Recently a woman stole photos of babies from Instagram and reposted them, claiming the babies were sick or dead in a bid to extract money from sympathetic social media users.
The woman was sentenced to a two-year criminal behaviour order
banning her from using any social media accounts and passing another person's photo off as her own.
It’s not clear how the ban will be enforced given that all she has to do is use a computer which has an IP address that is not being monitored. For instance, she could go to an Internet café or use a computer at a friend’s house.
However, it’s a timely reminder that while social media has widened communications it has also led to a lot less privacy. With this in mind here are some simple reminders of good social media habits:
Check your friends
You can’t help but notice that some people collect social media friends like kids used to collect badges (before social media came along). It could be a status thing but it’s also potentially a dangerous thing.
To stay safe ask yourself the following questions:
- Before posting do you know who is reading your posts or looking at your photos?
- Do you personally know all the friends in your social media circle?

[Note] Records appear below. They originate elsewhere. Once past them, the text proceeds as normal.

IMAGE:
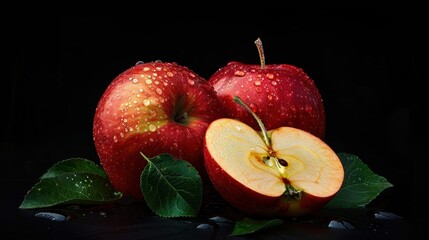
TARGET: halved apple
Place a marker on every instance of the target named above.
(281, 172)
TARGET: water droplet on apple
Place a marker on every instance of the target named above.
(146, 102)
(340, 224)
(239, 73)
(152, 128)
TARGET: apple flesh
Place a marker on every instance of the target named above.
(280, 94)
(153, 108)
(294, 176)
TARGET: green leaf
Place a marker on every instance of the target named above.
(248, 225)
(70, 188)
(74, 165)
(360, 185)
(172, 187)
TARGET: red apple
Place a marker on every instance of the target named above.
(280, 94)
(153, 108)
(283, 172)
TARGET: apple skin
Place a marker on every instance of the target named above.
(275, 204)
(280, 94)
(153, 108)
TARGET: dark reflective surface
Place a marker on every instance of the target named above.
(129, 219)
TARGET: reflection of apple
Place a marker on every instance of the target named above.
(280, 94)
(152, 108)
(281, 172)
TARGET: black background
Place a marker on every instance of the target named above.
(364, 61)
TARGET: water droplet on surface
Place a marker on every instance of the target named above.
(152, 128)
(205, 226)
(340, 224)
(219, 219)
(386, 215)
(146, 102)
(52, 216)
(239, 73)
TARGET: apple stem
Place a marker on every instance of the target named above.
(265, 136)
(258, 43)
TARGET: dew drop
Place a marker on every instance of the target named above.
(340, 224)
(52, 216)
(239, 73)
(152, 128)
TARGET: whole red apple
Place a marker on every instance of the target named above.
(280, 94)
(283, 172)
(153, 108)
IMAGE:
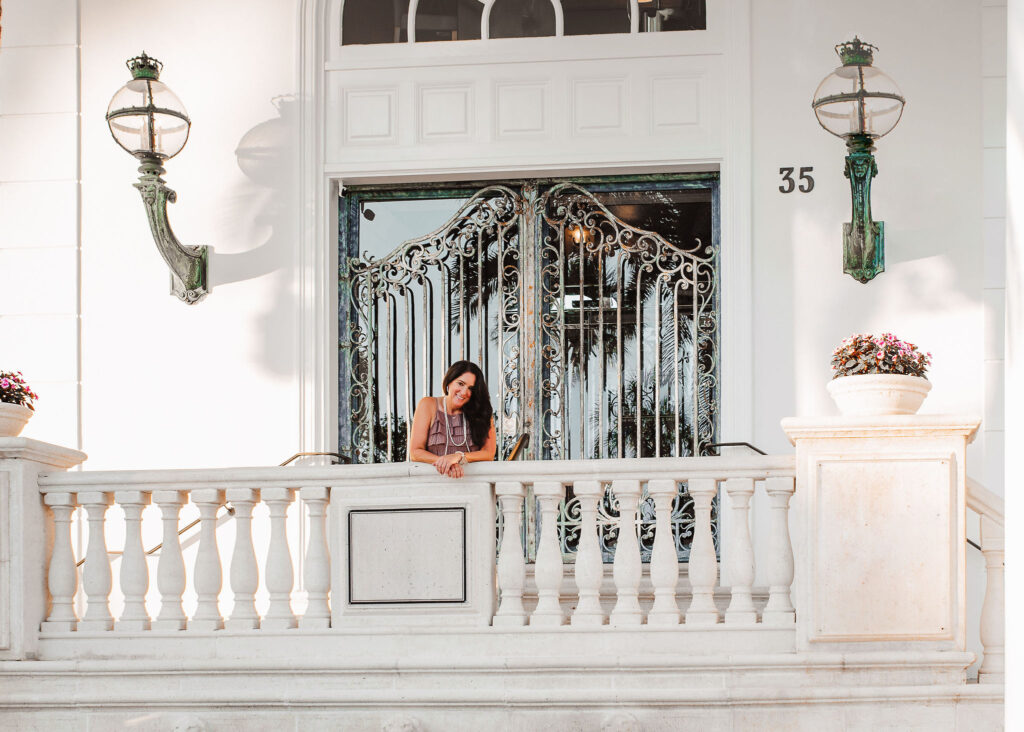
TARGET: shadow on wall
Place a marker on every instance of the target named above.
(267, 155)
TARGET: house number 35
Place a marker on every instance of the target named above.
(790, 184)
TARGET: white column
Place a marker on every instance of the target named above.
(316, 570)
(778, 563)
(992, 669)
(62, 575)
(548, 569)
(134, 572)
(704, 563)
(209, 577)
(589, 569)
(740, 610)
(664, 559)
(280, 573)
(511, 562)
(171, 565)
(627, 567)
(96, 578)
(244, 574)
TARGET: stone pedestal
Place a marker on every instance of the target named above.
(880, 531)
(25, 541)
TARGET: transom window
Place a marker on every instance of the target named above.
(396, 22)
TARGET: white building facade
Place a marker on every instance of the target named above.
(169, 399)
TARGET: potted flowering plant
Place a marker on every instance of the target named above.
(879, 375)
(15, 402)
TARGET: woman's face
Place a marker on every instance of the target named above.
(461, 389)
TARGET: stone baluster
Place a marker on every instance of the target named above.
(171, 566)
(280, 573)
(704, 563)
(627, 567)
(992, 669)
(62, 575)
(316, 570)
(96, 577)
(209, 577)
(244, 573)
(511, 562)
(548, 568)
(779, 566)
(664, 559)
(740, 610)
(134, 570)
(589, 569)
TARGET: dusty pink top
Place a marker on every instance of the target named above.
(451, 437)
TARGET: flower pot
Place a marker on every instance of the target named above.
(877, 394)
(13, 418)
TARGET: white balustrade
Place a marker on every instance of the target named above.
(209, 577)
(627, 567)
(316, 570)
(589, 569)
(548, 568)
(96, 579)
(740, 611)
(171, 565)
(704, 563)
(778, 562)
(664, 560)
(511, 563)
(245, 573)
(280, 574)
(134, 570)
(992, 669)
(62, 576)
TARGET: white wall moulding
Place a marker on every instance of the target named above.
(881, 505)
(467, 116)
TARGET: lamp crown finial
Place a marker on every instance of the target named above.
(143, 67)
(856, 52)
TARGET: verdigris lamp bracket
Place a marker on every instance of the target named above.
(148, 121)
(863, 239)
(859, 103)
(187, 264)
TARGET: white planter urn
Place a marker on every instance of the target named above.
(878, 394)
(13, 418)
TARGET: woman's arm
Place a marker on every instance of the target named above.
(422, 418)
(486, 453)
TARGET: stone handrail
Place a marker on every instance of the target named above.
(278, 487)
(989, 507)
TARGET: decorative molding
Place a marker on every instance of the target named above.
(444, 112)
(598, 106)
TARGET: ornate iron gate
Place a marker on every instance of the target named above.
(597, 337)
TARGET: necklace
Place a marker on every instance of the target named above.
(448, 429)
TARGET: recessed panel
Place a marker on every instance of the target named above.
(399, 556)
(370, 116)
(897, 589)
(599, 106)
(674, 103)
(520, 109)
(444, 112)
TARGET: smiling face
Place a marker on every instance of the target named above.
(459, 391)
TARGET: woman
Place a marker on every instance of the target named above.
(458, 428)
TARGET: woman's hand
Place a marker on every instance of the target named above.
(450, 465)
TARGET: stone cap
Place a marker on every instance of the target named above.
(39, 451)
(884, 426)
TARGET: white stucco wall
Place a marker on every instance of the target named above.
(220, 383)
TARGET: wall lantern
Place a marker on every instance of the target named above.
(150, 122)
(859, 103)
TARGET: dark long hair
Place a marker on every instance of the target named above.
(477, 411)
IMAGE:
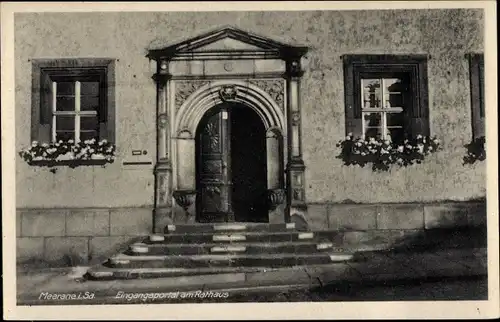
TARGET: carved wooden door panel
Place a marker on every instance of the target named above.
(214, 186)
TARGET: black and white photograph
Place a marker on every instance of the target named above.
(160, 156)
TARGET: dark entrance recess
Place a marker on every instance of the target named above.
(231, 176)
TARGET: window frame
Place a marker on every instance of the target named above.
(414, 66)
(476, 78)
(41, 111)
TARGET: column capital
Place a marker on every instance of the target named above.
(296, 164)
(293, 68)
(163, 165)
(161, 79)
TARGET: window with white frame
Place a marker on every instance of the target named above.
(383, 104)
(74, 100)
(386, 96)
(75, 108)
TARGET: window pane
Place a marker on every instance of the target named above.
(65, 88)
(394, 85)
(65, 136)
(90, 88)
(396, 134)
(89, 103)
(65, 123)
(87, 135)
(373, 132)
(89, 123)
(372, 119)
(65, 103)
(371, 93)
(395, 119)
(394, 100)
(394, 89)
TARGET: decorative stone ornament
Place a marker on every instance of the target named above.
(295, 118)
(275, 197)
(184, 198)
(228, 93)
(162, 121)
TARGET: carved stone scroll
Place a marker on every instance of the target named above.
(184, 88)
(274, 87)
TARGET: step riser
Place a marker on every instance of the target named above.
(249, 249)
(237, 237)
(247, 262)
(232, 227)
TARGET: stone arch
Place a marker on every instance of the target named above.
(198, 103)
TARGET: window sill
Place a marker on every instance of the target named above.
(69, 163)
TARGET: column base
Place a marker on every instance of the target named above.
(162, 217)
(298, 215)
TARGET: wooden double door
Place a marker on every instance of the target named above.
(231, 175)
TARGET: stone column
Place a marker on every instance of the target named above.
(163, 167)
(275, 192)
(296, 202)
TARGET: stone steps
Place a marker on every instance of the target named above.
(207, 273)
(229, 227)
(194, 261)
(229, 236)
(229, 248)
(221, 247)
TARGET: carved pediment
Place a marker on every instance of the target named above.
(227, 41)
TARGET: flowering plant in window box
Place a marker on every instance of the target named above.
(70, 153)
(476, 150)
(384, 153)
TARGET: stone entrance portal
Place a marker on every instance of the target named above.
(231, 178)
(228, 75)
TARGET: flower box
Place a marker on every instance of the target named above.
(89, 152)
(381, 154)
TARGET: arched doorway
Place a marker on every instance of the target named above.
(231, 173)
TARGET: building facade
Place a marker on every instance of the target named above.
(236, 116)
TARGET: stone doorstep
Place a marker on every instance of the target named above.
(246, 236)
(225, 260)
(247, 248)
(229, 227)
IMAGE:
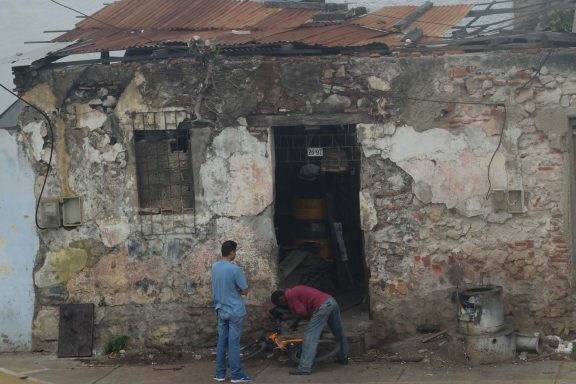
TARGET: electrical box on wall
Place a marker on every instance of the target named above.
(499, 200)
(515, 201)
(71, 211)
(50, 213)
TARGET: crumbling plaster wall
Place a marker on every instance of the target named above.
(431, 225)
(147, 277)
(18, 245)
(428, 226)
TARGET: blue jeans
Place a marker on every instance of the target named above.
(229, 331)
(328, 313)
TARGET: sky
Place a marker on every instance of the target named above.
(25, 20)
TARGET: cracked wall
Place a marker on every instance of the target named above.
(18, 243)
(427, 224)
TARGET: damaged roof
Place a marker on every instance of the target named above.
(128, 24)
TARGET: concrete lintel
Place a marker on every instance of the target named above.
(301, 119)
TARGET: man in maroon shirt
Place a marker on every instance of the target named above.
(320, 309)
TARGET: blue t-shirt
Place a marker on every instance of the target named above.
(227, 279)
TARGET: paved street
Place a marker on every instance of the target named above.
(48, 369)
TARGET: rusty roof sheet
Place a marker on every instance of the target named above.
(194, 15)
(434, 23)
(147, 23)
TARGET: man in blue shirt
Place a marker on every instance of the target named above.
(228, 287)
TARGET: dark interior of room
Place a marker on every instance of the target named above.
(317, 213)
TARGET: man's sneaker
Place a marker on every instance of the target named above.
(242, 379)
(342, 361)
(298, 372)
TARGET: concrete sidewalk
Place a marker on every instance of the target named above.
(48, 369)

- Are you cautious when you receive friend requests from strangers or do you accept ‘friends’ without thought?
Friending people you don’t know makes it easier for ‘strangers’ to potentially gain sensitive information about you.
We all do it, sort of, post photos and comments when we’re out and about having fun or kicking back on some sun-soaked beach. It’s one of the attractions of social media.

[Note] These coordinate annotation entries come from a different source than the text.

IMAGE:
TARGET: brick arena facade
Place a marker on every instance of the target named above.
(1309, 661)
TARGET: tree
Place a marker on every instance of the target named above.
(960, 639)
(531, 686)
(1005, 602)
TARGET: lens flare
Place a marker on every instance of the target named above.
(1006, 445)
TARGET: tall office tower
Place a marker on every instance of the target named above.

But hold up a second. When you post location specific images you’re also letting people know you’re not at home, in fact, you might be a thousand miles away. This may be ok if you’ve got family back at your home or a very hungry Doberman hound prowling around.
But if you’ve haven’t and your house is empty you’re letting people know that you’re not around, which is great news for thieves.

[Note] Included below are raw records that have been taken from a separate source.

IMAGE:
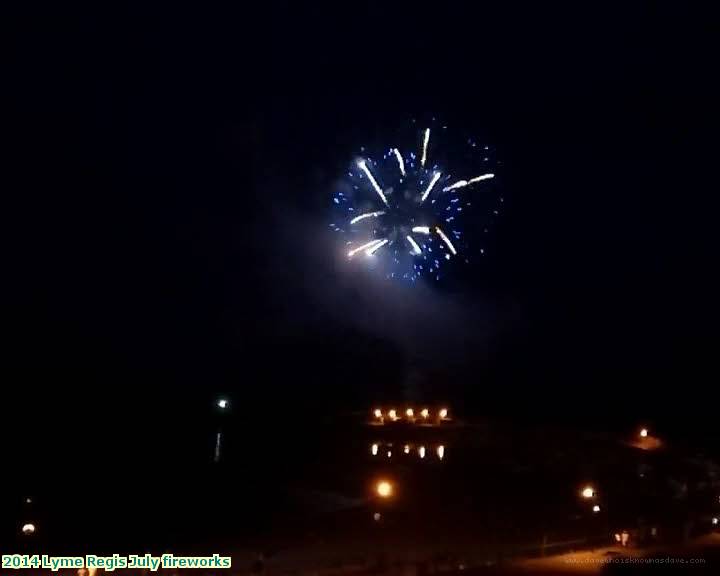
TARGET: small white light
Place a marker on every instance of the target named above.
(588, 492)
(28, 528)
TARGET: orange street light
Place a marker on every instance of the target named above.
(384, 489)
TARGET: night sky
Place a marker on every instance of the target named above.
(166, 208)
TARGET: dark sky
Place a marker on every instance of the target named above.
(162, 159)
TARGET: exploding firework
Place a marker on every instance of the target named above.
(406, 209)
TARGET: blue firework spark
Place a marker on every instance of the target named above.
(405, 213)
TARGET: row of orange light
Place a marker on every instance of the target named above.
(421, 450)
(393, 415)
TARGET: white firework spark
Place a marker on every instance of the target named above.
(367, 215)
(463, 183)
(414, 244)
(370, 251)
(363, 247)
(435, 178)
(374, 183)
(446, 240)
(426, 139)
(401, 162)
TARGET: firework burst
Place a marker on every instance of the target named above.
(406, 212)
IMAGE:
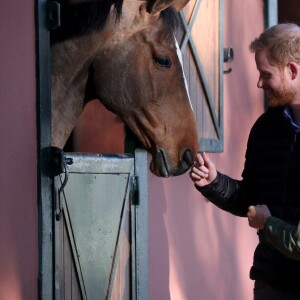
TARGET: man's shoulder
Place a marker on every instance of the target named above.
(272, 114)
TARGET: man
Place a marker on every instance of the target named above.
(269, 193)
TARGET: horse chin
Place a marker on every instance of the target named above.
(162, 168)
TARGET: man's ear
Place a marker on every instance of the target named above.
(155, 7)
(293, 69)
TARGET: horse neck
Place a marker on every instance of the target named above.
(70, 63)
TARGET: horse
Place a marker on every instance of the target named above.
(124, 53)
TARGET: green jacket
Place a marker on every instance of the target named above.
(283, 236)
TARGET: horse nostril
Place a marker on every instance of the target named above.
(188, 157)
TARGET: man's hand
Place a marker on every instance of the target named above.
(257, 216)
(203, 171)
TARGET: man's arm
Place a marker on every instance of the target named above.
(283, 236)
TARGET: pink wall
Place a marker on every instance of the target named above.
(197, 251)
(18, 157)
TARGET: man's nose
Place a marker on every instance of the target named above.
(260, 83)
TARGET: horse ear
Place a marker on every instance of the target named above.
(154, 7)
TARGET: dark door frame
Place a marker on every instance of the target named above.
(44, 192)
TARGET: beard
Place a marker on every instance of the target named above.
(284, 95)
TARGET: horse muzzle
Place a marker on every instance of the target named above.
(162, 165)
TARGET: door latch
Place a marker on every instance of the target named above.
(57, 166)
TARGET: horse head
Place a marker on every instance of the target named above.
(133, 66)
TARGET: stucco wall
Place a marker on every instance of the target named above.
(197, 251)
(18, 203)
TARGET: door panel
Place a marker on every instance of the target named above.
(94, 257)
(201, 43)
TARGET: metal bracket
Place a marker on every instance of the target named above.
(53, 15)
(57, 165)
(134, 190)
(228, 57)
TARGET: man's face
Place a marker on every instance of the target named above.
(274, 81)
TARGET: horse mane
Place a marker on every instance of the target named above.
(81, 18)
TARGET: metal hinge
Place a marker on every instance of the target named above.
(54, 20)
(134, 190)
(58, 165)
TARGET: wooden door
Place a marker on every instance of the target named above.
(96, 230)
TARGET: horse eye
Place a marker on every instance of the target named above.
(163, 61)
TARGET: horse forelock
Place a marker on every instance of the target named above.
(83, 17)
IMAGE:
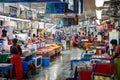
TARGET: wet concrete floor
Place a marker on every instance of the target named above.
(59, 69)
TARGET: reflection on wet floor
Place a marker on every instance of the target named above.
(60, 68)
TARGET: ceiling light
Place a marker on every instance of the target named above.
(99, 3)
(99, 14)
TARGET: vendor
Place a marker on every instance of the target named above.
(116, 57)
(15, 51)
(34, 38)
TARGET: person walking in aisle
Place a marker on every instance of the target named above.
(116, 57)
(15, 51)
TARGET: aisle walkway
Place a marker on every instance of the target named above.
(60, 68)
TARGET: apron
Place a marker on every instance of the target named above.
(117, 67)
(16, 61)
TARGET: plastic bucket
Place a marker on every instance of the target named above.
(45, 62)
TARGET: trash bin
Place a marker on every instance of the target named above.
(45, 61)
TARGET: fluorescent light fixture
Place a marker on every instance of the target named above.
(11, 18)
(99, 14)
(98, 22)
(99, 3)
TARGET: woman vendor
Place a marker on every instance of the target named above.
(15, 51)
(116, 57)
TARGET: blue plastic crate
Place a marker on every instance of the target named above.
(45, 62)
(73, 63)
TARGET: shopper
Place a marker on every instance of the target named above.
(68, 40)
(15, 51)
(116, 57)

If you want to post fun photos why not wait until you get home?
- Get up to speed with the privacy settings on your social platform of choice
- Don’t assume that default privacy settings will keep you safe because they might not
- Ensure your privacy settings are relatively tight like limiting access to location, workplace, birthday and other private information.
Use strong passwords
- Think of a strong password like the key to your front door. No one has it except you so strangers can’t get it as long as it isn’t easily copied.
- Not only should you have strong passwords for your social media accounts but also for your devices.
- If you use your smartphone to access social media it also needs to be well protected with a unique passcode. Biometric locks are useful too such as your fingerprint.
- A strong password should consist of upper and lower case letters as well as symbols and numbers.